|Year : 2017 | Volume
| Issue : 2 | Page : 305-310
Molecular characterisation of uropathogenic Escherichia coli isolates at a tertiary care hospital in South India
Arindam Chakraborty1, Prabha Adhikari2, Shalini Shenoy3, Vishwas Saralaya3
1 Department of Microbiology, Motilal Nehru Medical College, Allahabad, Uttar Pradesh, India
2 Department of Medicine, Kasturba Medical College, Manipal University, Mangalore, Karnataka, India
3 Department of Microbiology, Kasturba Medical College, Manipal University, Mangalore, Karnataka, India
|Date of Web Publication||5-Jul-2017|
Motilal Nehru Medical College, Allahabad, Uttar Pradesh
Source of Support: None, Conflict of Interest: None
Uropathogenic Escherichia coli (UPEC) express a multitude of virulence factors (VFs) to break the inertia of the mucosal barrier of the urinary tract. The aim of the present study was undertaken to characterised the UPEC strains and to correlate carriage of specific virulence markers with different phylogroups and also to correlate these findings with clinical outcome of patients.
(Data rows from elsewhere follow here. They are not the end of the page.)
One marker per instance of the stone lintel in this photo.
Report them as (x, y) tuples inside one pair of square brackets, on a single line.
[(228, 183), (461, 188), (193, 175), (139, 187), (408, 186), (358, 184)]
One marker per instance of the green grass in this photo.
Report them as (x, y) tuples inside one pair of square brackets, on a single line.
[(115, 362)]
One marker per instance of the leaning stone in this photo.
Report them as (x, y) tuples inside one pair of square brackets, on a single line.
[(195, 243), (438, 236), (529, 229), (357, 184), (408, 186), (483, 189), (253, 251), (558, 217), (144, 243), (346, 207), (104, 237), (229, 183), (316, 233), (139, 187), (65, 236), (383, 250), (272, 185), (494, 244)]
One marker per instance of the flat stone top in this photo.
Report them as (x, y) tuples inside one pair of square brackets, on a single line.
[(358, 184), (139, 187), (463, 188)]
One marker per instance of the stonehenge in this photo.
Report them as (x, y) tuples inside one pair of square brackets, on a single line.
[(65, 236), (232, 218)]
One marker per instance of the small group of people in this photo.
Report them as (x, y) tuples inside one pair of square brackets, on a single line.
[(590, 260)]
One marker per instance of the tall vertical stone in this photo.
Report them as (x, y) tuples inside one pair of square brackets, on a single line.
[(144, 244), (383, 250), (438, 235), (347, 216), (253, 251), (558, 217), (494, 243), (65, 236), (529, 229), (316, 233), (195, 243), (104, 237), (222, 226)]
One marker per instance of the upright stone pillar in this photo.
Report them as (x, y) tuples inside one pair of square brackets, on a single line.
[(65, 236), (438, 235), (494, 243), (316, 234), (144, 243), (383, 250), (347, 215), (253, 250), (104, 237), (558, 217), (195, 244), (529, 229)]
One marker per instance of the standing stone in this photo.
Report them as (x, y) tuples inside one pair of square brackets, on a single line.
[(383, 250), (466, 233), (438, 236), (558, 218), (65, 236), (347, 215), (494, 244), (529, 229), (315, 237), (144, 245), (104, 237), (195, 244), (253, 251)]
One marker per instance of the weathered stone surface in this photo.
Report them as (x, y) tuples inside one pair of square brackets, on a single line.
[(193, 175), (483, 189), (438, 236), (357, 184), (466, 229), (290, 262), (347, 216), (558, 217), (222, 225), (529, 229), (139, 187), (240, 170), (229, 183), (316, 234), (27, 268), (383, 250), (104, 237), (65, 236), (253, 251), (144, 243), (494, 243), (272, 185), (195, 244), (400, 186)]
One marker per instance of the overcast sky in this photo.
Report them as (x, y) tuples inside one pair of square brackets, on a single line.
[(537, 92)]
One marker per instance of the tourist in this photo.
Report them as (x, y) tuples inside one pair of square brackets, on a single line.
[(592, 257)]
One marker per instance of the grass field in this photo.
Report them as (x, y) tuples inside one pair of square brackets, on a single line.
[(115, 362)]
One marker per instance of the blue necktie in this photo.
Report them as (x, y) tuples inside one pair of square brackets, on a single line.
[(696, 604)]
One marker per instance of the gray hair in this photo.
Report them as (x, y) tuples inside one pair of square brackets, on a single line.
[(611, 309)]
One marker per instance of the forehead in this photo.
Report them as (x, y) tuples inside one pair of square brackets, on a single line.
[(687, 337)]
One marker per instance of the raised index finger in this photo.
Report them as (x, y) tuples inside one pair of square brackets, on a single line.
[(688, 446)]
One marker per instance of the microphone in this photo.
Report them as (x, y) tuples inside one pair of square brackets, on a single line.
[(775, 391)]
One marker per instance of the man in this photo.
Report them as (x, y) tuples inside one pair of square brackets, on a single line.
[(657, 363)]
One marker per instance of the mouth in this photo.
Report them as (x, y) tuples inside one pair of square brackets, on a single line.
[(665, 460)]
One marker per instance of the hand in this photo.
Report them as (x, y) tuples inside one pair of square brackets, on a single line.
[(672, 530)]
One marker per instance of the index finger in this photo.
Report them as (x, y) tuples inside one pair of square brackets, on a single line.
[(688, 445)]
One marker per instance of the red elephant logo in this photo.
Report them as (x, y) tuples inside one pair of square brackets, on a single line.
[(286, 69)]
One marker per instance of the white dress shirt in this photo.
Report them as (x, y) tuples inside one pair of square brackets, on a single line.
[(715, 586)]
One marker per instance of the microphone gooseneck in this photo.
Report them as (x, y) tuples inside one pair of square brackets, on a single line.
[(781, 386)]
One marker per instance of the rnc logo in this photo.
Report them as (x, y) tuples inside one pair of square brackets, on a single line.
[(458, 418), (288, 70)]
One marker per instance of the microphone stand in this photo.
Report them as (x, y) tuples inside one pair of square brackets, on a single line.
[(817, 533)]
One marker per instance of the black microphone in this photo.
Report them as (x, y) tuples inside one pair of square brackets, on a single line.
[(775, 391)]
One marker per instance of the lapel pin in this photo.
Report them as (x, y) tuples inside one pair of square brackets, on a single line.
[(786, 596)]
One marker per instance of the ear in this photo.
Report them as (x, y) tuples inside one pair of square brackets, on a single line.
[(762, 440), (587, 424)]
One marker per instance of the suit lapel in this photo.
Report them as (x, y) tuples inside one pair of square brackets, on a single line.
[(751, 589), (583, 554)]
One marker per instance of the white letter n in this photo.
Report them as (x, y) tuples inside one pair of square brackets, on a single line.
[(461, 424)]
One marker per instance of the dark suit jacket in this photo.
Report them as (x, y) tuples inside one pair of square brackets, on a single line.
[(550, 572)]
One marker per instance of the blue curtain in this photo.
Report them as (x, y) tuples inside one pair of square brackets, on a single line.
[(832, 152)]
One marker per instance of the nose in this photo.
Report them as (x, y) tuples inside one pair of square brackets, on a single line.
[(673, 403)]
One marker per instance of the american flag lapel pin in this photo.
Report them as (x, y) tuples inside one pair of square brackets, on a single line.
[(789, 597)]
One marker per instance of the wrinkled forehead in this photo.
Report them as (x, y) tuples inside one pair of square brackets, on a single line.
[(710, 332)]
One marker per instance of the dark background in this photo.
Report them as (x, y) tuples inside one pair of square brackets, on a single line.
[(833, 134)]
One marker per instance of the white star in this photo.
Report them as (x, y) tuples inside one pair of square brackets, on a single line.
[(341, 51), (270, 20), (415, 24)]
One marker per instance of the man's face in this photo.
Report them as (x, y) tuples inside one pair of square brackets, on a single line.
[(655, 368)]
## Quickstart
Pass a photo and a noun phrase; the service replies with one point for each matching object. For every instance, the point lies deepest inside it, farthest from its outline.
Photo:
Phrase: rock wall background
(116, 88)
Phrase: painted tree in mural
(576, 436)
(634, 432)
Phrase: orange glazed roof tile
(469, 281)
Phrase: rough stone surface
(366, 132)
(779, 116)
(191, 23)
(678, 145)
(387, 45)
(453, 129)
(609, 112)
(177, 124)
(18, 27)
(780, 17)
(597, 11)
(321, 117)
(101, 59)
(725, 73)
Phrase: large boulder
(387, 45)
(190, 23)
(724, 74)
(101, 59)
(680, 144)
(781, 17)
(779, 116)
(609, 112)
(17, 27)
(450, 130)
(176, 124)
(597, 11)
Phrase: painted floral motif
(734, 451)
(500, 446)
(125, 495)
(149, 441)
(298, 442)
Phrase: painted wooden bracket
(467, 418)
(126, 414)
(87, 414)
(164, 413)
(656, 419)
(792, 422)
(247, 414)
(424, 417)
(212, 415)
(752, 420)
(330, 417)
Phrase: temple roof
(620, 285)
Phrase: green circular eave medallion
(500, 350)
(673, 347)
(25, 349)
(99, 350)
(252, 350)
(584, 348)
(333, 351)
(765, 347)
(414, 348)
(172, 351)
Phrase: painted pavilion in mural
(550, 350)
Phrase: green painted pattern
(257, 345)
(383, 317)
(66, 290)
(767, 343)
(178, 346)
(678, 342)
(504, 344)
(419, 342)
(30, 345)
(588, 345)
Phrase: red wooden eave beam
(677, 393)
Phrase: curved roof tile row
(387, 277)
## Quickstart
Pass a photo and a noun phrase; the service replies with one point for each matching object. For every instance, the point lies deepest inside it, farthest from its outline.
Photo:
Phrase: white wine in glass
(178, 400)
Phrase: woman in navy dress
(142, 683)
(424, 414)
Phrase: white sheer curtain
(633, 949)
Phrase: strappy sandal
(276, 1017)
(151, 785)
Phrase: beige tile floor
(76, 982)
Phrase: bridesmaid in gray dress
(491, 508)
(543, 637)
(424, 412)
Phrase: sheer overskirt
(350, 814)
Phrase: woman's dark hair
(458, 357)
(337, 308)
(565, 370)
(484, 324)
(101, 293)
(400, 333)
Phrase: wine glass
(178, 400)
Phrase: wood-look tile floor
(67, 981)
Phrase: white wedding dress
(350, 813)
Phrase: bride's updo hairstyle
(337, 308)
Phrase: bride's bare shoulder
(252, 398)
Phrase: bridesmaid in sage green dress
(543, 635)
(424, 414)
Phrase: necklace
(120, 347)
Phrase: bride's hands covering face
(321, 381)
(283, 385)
A total of 156 non-repeated, clinically significant UPEC isolates were studied. Virulent genes were determined by two set of multiplex polymerase chain reaction (PCR). Phylogenetic analysis was performed by triplex PCR methods. Antibiograms and patient's clinical outcomes were collected in a structured pro forma. Of the 156 patients infected by UPEC strains with significant bacterial counts the most common predisposing factors were diabetes (45.5%) followed by carcinoma (7%). On analysis of the VF genes of the isolates, a majority of strains (140; 90%) were possessing the fimH gene followed by iutA (98; 63%), papC (76; 49%), cnf1 (46; 29.5%), hlyA (45; 29%) and neuC (8; 5%), respectively. On phylogenetic analysis, 27 (17%) isolates were belong to phylogroup A, 16 (10%) strains to Group B1, 59 (38%) were from Group B2 and 54 (35%) were from Group D. High prevalence of antibiotic resistance was observed among the isolates. The incidence of papC, cnf1 and hlyA was significantly higher (P < 0.05) among the isolates from relapse patients. Our findings indicate that virulent as well as commensal strains are capable of causing urinary tract infection. Virulence genes as well as patients-related factors are equally responsible for the development of infections and also that virulence genes may help such isolates to persist even with appropriate chemotherapy and be responsible for recurrent infections.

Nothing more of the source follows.